Ja też nie, choć dla mnie gravel miałby sens jakbym zapodał do niego slicki 30-32 mm i turystycznie jazdził po szosie. Rama gravela ma nieco inną geometrię od ramy szosowej i nie trzeba się na niej tak kłaść. Wiem, że są szosówki z taką spokojną geo, ale nie ma ich za dużo, a w gravelach obecnie można przebierać.
Niemniej jednak niespecjalnie mnie kusi wyłożenie sporej sumy na rower, który właściwie już mam, czyli mojego trekinga, który stał się crossem. Nawet myślałem o wymianie widła na sztywny, ale to zawsze zdążę zrobić. Za to mogę dać szersze opony i mam górala HT do niezbyt wymagającego terenu, zwykle jednak bujam się po szosie na 32 mm slickach. Jak przykręcę gabażnik i błotniki to mam trekinga. Taki rower do wszystkiego/ niczego, ale kilometry nawijam na nim dosyć sprawnie.
Miałem długo crossa, mam już trochę czasu gravela i zdążyłem sobie wyrobić opinie na jego temat. To jednak inne rowery, choc do podobnych zastosowań. I zdecydowanie wybieram tego drugiego. To bardzo uniwersalny rower ale w pozytywnym znaczeniu tego słowa. Możliwość jazdy na asfalcie niewiele wolniej niż na szosie z opcją zjechania w prosty teren to jest to.
Oczywiście nikogo nie będę przekonywać, piszę tylko o swoich doświadczeniach. Swoją drogą gravel to dobra opcja na polską szose bo wiadomo jak to jest u nas z jakością dróg.
Wszystko zależy od tego, kto jak interpretuje "lekki teren"

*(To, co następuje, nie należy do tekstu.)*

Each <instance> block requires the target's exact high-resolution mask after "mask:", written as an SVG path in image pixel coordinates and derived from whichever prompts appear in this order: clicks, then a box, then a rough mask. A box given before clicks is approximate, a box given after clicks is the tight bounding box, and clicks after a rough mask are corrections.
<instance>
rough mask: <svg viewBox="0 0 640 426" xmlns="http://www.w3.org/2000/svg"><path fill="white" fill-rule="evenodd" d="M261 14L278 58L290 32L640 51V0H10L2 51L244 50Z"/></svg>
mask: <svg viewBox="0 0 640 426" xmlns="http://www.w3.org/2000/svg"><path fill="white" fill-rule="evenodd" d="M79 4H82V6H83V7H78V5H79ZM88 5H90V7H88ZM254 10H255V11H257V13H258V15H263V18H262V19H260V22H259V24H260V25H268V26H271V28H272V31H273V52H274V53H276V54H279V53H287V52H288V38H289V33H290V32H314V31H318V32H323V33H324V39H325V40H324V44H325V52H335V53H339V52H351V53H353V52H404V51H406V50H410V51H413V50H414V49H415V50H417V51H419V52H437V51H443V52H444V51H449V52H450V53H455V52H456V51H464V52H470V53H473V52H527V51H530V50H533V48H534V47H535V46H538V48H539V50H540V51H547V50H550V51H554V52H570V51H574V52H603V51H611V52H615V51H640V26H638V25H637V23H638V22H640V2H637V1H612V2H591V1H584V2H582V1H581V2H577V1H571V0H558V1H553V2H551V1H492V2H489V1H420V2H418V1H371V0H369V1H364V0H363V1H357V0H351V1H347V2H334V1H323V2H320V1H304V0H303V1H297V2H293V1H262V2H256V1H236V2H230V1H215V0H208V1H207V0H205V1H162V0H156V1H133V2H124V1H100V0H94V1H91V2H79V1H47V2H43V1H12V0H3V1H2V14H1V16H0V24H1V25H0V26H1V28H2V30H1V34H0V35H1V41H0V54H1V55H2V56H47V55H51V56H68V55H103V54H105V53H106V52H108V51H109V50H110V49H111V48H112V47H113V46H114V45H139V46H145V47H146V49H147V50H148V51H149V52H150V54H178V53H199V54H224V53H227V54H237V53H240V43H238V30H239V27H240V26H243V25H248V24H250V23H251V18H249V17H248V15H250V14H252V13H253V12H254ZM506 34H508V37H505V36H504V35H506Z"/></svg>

Zjechalem raz do lasu, trochę luźnego piasku, bez tragedii. Ale co się nasluchalem od ślubnej to moje.
pozdrawiam Krzysiaczek
_________________
lasciate ogni speranza, voi ch'entrate
A Kwiato z Saganem tak się wzajemnie pilnowali, że przegapili finisz
Damian, ja taki teren właśnie łykam na moim crossie, a i zdarzyło się łykać taki jak z ostatniej foty. Zatem też się da. Co do szosy się zgadzam, ale ja mam górską korbę 44/32/22, zatem ciężko mi się z szosowcami jeździ, nawet na kole. Choć z drugiej strony jak kto akurat nie trenuje i jest spoko ludkiem, to i pojechać i pogadać się da.

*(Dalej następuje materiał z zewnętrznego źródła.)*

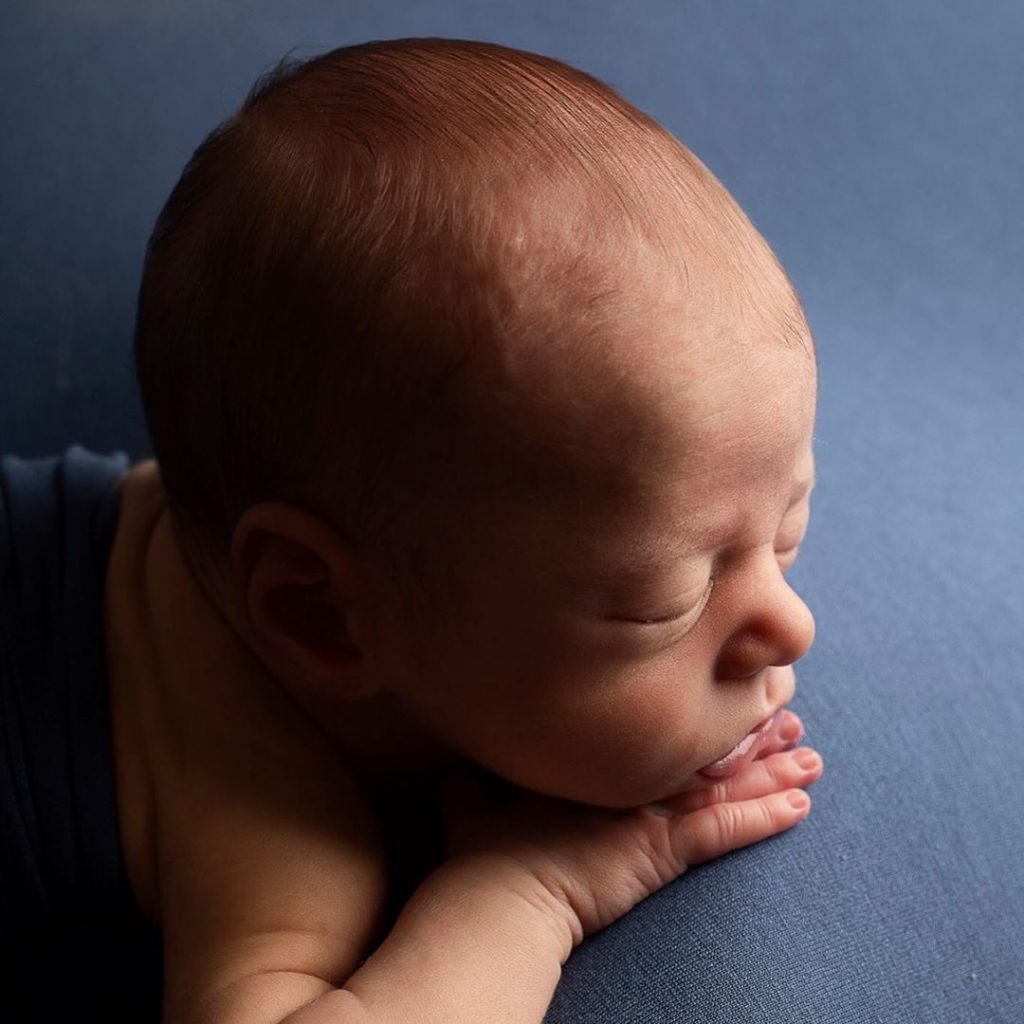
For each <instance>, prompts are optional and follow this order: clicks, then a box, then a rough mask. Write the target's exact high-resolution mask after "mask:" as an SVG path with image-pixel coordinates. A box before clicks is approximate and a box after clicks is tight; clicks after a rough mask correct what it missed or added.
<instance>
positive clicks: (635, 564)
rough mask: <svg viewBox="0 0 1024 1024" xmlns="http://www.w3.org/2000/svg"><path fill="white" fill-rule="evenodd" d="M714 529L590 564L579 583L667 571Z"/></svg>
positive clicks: (711, 531)
mask: <svg viewBox="0 0 1024 1024" xmlns="http://www.w3.org/2000/svg"><path fill="white" fill-rule="evenodd" d="M817 482H818V475H817V467H816V466H815V467H812V469H811V475H810V476H807V477H804V479H802V480H798V481H797V483H796V484H795V485H794V488H793V492H792V495H791V498H790V508H793V507H794V506H795V505H798V504H799V503H800V502H802V501H803V500H804V498H806V497H807V496H808V495H809V494H810V493H811V492H812V490H813V489H814V487H815V486H816V485H817ZM714 539H715V538H714V531H712V530H707V531H698V532H696V534H694V535H693V536H691V537H689V538H687V539H686V541H685V542H683V543H682V544H680V543H679V542H676V543H664V544H663V545H659V546H658V547H657V548H655V549H654V550H650V549H648V551H646V552H645V553H644V554H643V555H641V556H639V557H635V558H634V559H633V560H632V561H631V562H630V563H629V564H628V565H617V566H609V567H602V568H591V569H590V571H588V572H587V573H586V575H584V577H582V578H577V580H575V582H577V583H583V584H586V585H597V586H602V585H609V584H610V585H613V584H629V583H630V582H633V581H637V582H639V581H642V580H645V579H649V578H650V577H652V575H656V574H658V573H660V572H664V571H665V568H666V566H667V565H668V564H671V563H673V562H678V561H679V560H680V559H681V558H685V557H687V556H688V555H693V554H695V553H696V552H697V551H699V549H700V547H701V545H703V544H711V543H712V542H713V541H714Z"/></svg>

Już Ci kiedyś mówiłem, gravela bym kupił właśnie do mojej turystycznej jazdy po szosie, ale wtedy mój cross poszedłby siłą rzeczy niemal w odstawkę, a jakoś bardzo lubię ten rower, zatem na razie zostaje jak jest.

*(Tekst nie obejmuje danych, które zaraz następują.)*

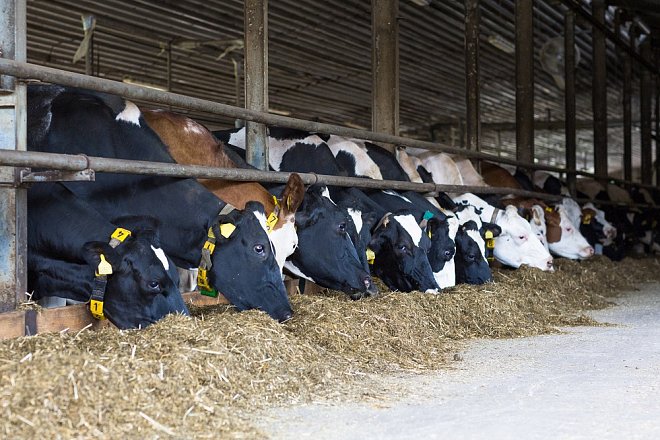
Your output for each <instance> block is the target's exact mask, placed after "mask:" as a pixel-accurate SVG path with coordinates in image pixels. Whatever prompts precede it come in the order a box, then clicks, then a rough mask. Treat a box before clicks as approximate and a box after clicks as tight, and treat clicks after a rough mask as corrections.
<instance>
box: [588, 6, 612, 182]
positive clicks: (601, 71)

To są zbyt podobne rowery żeby dokonywać, jakby nie patrzeć, kosztownej zamiany. Oczywiście na crossie też się da. Bo Krossem Evado zasuwałem i z sakwami i po lasach czy po pseudo terenie jako bieda-ht.
Niemniej mi bardziej odpowiada geometria w gravelu, baranek i ogólny feel.